In Reyes v Al-Malki [2017] UKSC 61, Philippine national Cherrylyn Reyes brought a claim before the Employment Tribunal against the Saudi Arabian diplomat and his wife who had employed her at their home in London. She claimed she had been trafficked, that she had suffered racial discrimination and harassment, and that she had not been paid the national living wage. The couple claimed immunity from civil suit. 

The Supreme Court found for Ms Reyes. The employment of Ms Reyes was not in the course of Mr Al-Malki’s official functions and, as such, his immunity ended when his posting finished.

Although it was not necessary to decide the case, and therefore their view is not binding, the majority of the Court (Lord Wilson, Lady Hale and Lord Clarke) expressed the view that the law has developed since the 1961 Vienna Convention on Diplomatic Relations was promulgated, so that today trafficking should be regarded as a ‘commercial activity’ outwith diplomatic immunity. Although they are the majority, none of those three delivered the leading judgment. That was given by Lord Sumption who does not think that trafficking is a commercial activity.

Lord Wilson suggests that the International Law Commission should be invited to investigate the international acceptability of an amendment to article 31 of the Vienna Convention to put beyond doubt the exclusion of immunity in a case such as that of Ms Reyes.

Meanwhile in the Benkharbouche and Janah linked cases [2017] UKSC 62, two Moroccan domestic workers previously in the employ of the London embassies of Sudan and Libya respectively brought claims for unfair dismissal. It was contended that the states enjoyed immunity. 

The Supreme Court held that sections 4(2)(b) and 16(1)(a) of the State Immunity Act 1978, which confer immunity in English law, are incompatible with article 6 of the European Convention on Human Rights and Article 47 of the EU Charter. The Act discriminates unjustifiably on the grounds of nationality.

The guiding vision behind these cases has been that of the marvellous Emmy Gibbs at the Anti-Trafficking Legal Unit who instructed Tim Otty QC and Paul Luckhurst of Blackstone Chambers in both cases.

Kalayaan, of which I am chair of trustees, was able to intervene in the Reyes case thanks to pro bono support from Zubier Yazdani and Daniel Carey of Deighton Peirce Glynn, Richard Hermer QC of Matrix Chambers, Tom Hickman and Flora Robertson of Blackstone and Dr Philippa Webb of 20 Essex Street.

The AIRE Centre intervened in Benkharbouche too, represented by Aidan O’Neill QC from Matrix; he was instructed by Freshfields Bruckhaus Deringer. 4A Law Public Interest Lawyers also made written submissions.

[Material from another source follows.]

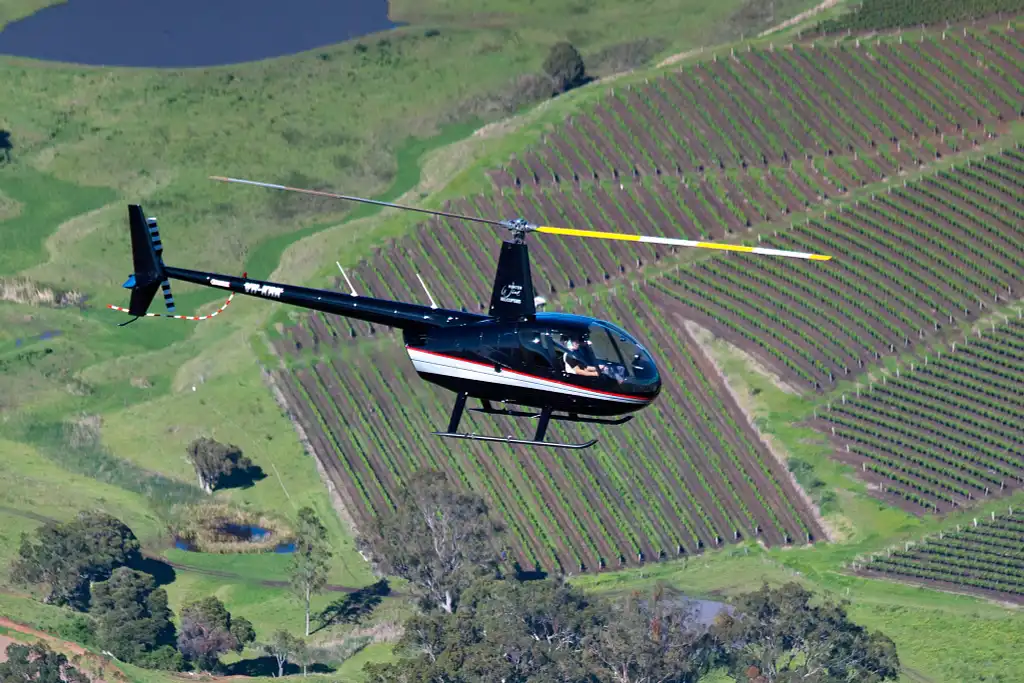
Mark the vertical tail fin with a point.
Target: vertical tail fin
(512, 296)
(148, 272)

It is a testimony to all the lawyers involved that the judgments are fascinating reads on the doctrines of diplomatic and state immunity, likely to have a global influence.

Domestic workers are all too often forgotten in the trafficking world, and domestic workers in diplomatic households all the more so. Most prefer to be treated as workers, not victims, and ask of the law empowerment, rather than rescue.  These cases represent a further step toward their empowerment. 

There is more to do. The lawyers involved will have within their sights a case to turn the obiter comments in Reyes, on trafficking as a commercial activity, into a binding judgment.